Stark new assessment warns of mass extinctions and the ‘rise of slime’
When certain species have been decimated to the point of joining the endangered species list, measures are taken to more effectively conserve and revive their population bases.
To Jeremy Jackson, ocean ecosystems around the globe similarly have been degraded to the point that they should also be considered “endangered.”
“Just as we say that leatherback turtles are critically endangered, I looked at entire ecosystems as if they were a species,” said Jackson, a Scripps Institution of Oceanography at UC San Diego professor of oceanography.
In his new assessment, published in the Proceedings of the National Academy of Sciences, Jackson reviews and synthesizes a range of research studies focusing on marine ecosystems and their health. The result is a sobering depiction of how human activities are damaging the quality of marine habitats and their environments.
Jackson, director of the Scripps Center for Marine Biodiversity and Conservation, cites the effects of habitat destruction, overfishing, ocean warming, increased acidification, and massive nutrient runoff as culprits in a grand transformation of once-complex ocean ecosystems. Areas that had featured intricate marine food webs with large animals are being converted into simplistic ecosystems dominated by microbes, toxic algal blooms, jellyfish, and disease. Jackson has labeled the ongoing transformation “the rise of slime.”

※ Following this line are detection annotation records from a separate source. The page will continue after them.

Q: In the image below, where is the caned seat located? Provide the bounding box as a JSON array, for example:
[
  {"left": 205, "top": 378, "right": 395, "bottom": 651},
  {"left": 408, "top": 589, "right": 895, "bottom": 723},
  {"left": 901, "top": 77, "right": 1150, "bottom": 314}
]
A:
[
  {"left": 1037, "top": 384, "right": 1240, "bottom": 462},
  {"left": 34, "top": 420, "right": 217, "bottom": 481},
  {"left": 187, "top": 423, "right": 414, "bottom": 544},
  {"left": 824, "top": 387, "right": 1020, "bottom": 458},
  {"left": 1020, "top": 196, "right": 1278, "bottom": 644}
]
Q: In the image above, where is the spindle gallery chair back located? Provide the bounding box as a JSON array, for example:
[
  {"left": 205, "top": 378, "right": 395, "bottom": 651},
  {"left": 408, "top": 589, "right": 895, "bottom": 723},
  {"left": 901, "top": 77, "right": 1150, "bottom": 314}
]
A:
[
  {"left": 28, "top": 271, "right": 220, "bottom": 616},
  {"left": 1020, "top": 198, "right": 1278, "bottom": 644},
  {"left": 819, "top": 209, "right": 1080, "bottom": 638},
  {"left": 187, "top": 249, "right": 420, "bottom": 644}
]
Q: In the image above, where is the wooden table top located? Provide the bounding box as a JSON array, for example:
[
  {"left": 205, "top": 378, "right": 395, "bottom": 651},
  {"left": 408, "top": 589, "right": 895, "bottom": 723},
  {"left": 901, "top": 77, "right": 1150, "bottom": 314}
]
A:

Jackson believes human impacts are laying the groundwork for mass extinctions in the oceans comparable with immense ecological disturbances known from the ancient past through fossil records. His new study discusses the deleterious effects of overfishing, as well as threats from pollution sources such as nutrient runoff that lead to so-called “dead zones” of low oxygen. He also incorporates increases in ocean warming and acidification resulting from greenhouse gas emissions.
“All of the different kinds of data and methods of analysis point in the same direction of drastic and increasingly rapid degradation of marine ecosystems,” Jackson indicates in the paper.

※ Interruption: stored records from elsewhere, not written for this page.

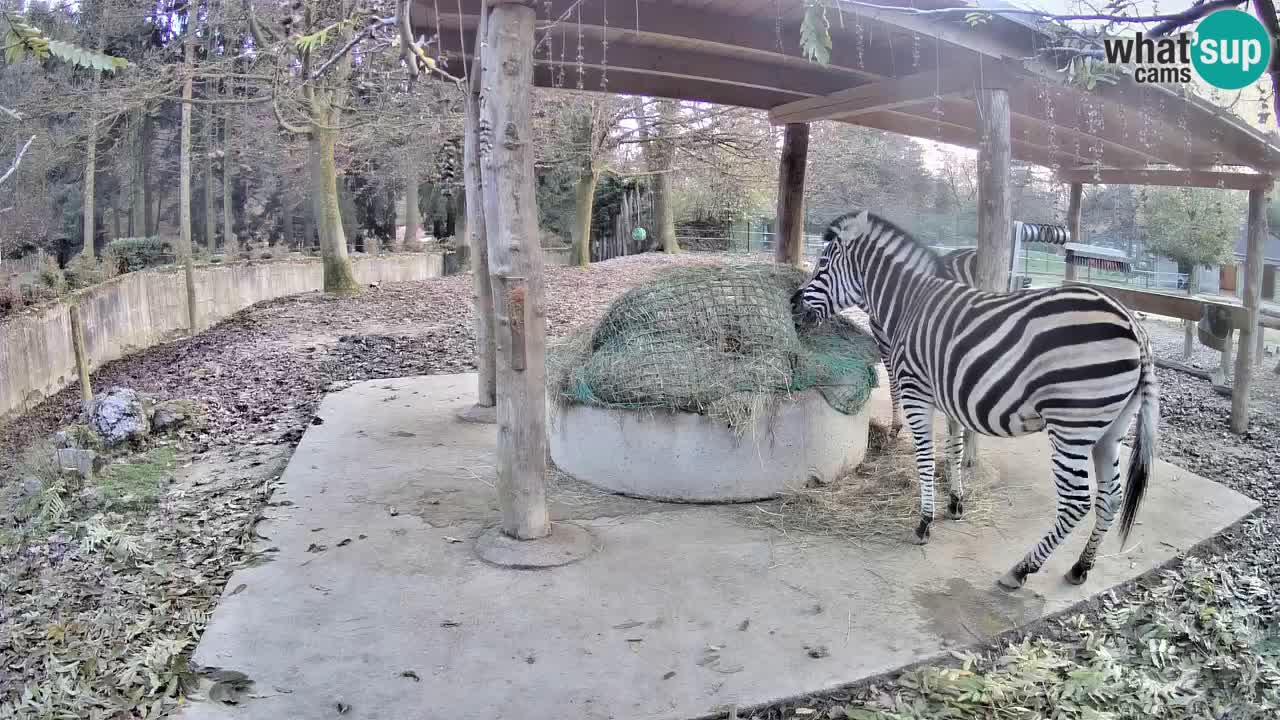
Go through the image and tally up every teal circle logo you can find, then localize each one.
[1192,10,1272,90]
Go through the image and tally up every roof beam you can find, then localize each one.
[442,29,856,97]
[850,110,1074,167]
[424,0,892,81]
[769,65,1008,126]
[1057,168,1275,190]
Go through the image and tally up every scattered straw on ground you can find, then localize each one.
[749,423,1002,542]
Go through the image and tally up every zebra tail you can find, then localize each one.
[1120,337,1160,546]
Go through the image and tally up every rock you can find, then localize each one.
[54,423,102,450]
[151,400,200,433]
[20,478,45,500]
[79,486,102,510]
[88,387,151,447]
[58,447,106,479]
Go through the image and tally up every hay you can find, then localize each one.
[547,264,879,434]
[749,424,1007,542]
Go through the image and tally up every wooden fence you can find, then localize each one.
[591,186,654,263]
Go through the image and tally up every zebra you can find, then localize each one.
[791,211,1160,591]
[868,247,978,476]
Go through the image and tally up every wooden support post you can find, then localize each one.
[977,87,1012,292]
[774,123,809,268]
[477,0,550,539]
[1062,182,1084,281]
[1212,329,1235,386]
[67,304,93,406]
[462,0,498,412]
[1231,190,1267,434]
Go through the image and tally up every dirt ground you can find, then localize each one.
[0,254,1280,717]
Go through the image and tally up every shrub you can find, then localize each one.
[0,278,24,318]
[40,258,67,297]
[63,255,106,290]
[106,237,173,273]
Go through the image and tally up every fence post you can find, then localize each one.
[67,302,93,405]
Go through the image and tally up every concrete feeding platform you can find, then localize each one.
[178,374,1256,720]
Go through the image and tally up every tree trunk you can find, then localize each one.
[1231,190,1267,434]
[81,118,97,260]
[311,126,360,295]
[1183,264,1199,360]
[444,190,458,237]
[774,123,809,268]
[397,168,422,250]
[129,111,147,237]
[138,110,160,237]
[280,200,297,250]
[462,25,498,407]
[223,115,239,260]
[573,168,600,268]
[204,105,218,255]
[178,33,200,334]
[1062,182,1080,281]
[480,3,550,539]
[639,100,680,254]
[977,88,1012,292]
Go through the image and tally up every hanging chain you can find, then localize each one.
[773,0,786,55]
[577,3,586,90]
[543,0,557,87]
[600,3,609,92]
[854,13,863,70]
[556,9,568,87]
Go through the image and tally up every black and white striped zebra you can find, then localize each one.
[869,247,978,468]
[791,211,1160,589]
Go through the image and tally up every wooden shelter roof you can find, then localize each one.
[412,0,1280,178]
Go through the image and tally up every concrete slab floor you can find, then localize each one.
[178,375,1256,720]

He furthers his analysis by constructing a chart of marine ecosystems and their “endangered” status. Coral reefs, Jackson’s primary area of research, are “critically endangered” and among the most threatened ecosystems; also critically endangered are estuaries and coastal seas, threatened by overfishing and runoff; continental shelves are “endangered” due to, among other things, losses of fishes and sharks; and the open ocean ecosystem is listed as “threatened” mainly through losses at the hands of overfishing.
To stop the worldwide downslide, and perhaps one day reverse it, Jackson believes that immediate and far-reaching changes are necessary. He singles out overexploitation, pollution, and climate change as the three main “drivers” that must be addressed.
“The reality is that if we want to have coral reefs in the future, we’re going to have to behave that way and recognize the magnitude of the response that’s necessary to achieve it,” he said. “The challenges of bringing these threats under control are enormously complex and will require fundamental changes in fisheries, agricultural practices, and the ways we obtain energy for everything we do.”